A resident of Chanchaga, who simply introduced himself as Musa, said there had not been a renovation of schools in the community by Senator Umar.
“Our politicians blow their trumpets whenever they do any project. There is no way he (Senator Umar) would have renovated a school here and he won’t launch it and people will know if that was done.
“So, I can say that Senator Umar did not renovate any school here under the 2018 budget line,” Musa said.
Government must push for compulsory implementation, completion of projects –Head, Tracka
Ilevbaoje Uadamen, Head of Tracka, a civil society organisation that enables citizens to collaborate, track and give feedback on public projects in their community, has called on relevant government agencies to ensure the completion of intervention projects embarked upon by lawmakers.

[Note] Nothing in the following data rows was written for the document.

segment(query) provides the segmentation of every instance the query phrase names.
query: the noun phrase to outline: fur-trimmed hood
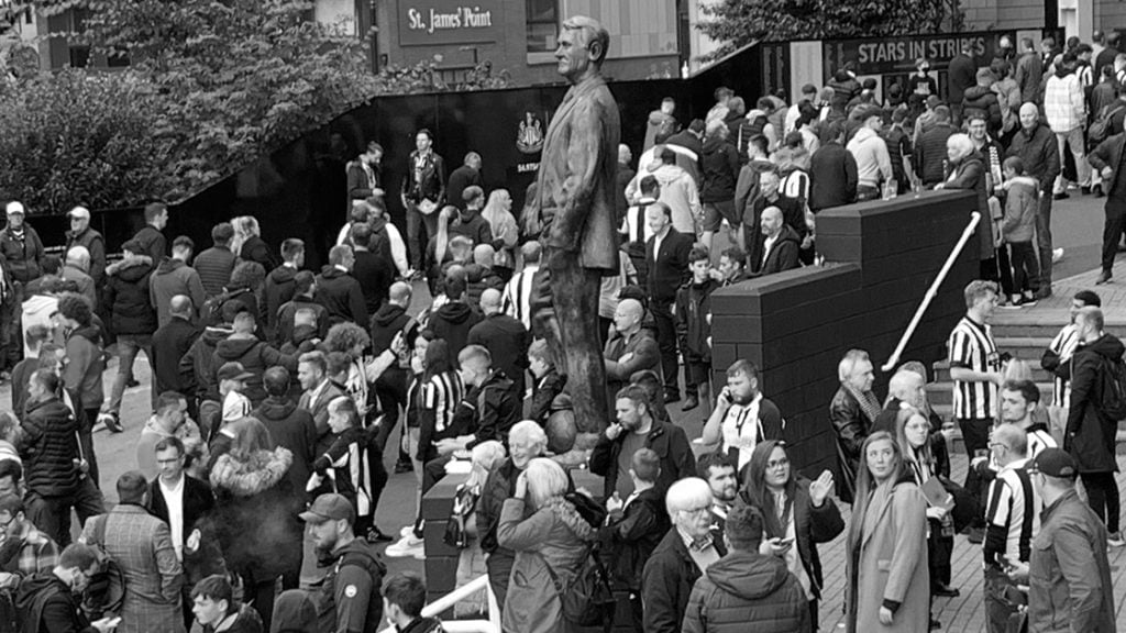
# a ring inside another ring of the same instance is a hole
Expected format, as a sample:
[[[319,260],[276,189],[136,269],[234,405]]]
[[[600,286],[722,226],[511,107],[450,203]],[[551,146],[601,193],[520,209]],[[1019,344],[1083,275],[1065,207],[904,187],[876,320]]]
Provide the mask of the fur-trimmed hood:
[[[211,484],[235,497],[253,497],[274,488],[292,464],[293,453],[280,446],[272,452],[259,451],[245,460],[225,453],[212,469]]]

Uadamen said the non-implementation of these projects caused more harm to the people, who were to benefit from it. He stated that large numbers of intervention projects in the country were not completed and have been abandoned by lawmakers.
“Based on our field reports on project tracking across our focus states, findings revealed that large numbers of projects remained unexecuted.
“Over the years, there has been a low level of citizen participation in the budgeting process causing the diversion of public funds by government officials.  As a result of lack of citizen awareness, many citizens have no knowledge of the projects in their communities, much less how these projects are funded.
“We note that some of these projects were signed off and contractors were paid, with little or no follow-up by government agencies.
“Abandoned projects form a massive leak to public resources; the government must strive for full implementation in each state before embarking on new capital projects,” he added.
The Head, Tracka, however, urged the people to always engage their political representatives in ensuring they embark on and complete intervention projects nominated and paid for by the government.
“We encouraged citizens to engage their elected representatives in the budget-making process to ensure their needs are captured in the annual fiscal plan in a timely fashion.
“The fundamental purpose of constituency projects is to ensure that rural communities feel the impact of the federal government; therefore, their priorities should be reflected in the budget,” Uadamen stated.
This report was done with the support of the Human and Environmental Development Agenda (HEDA Resources Centre).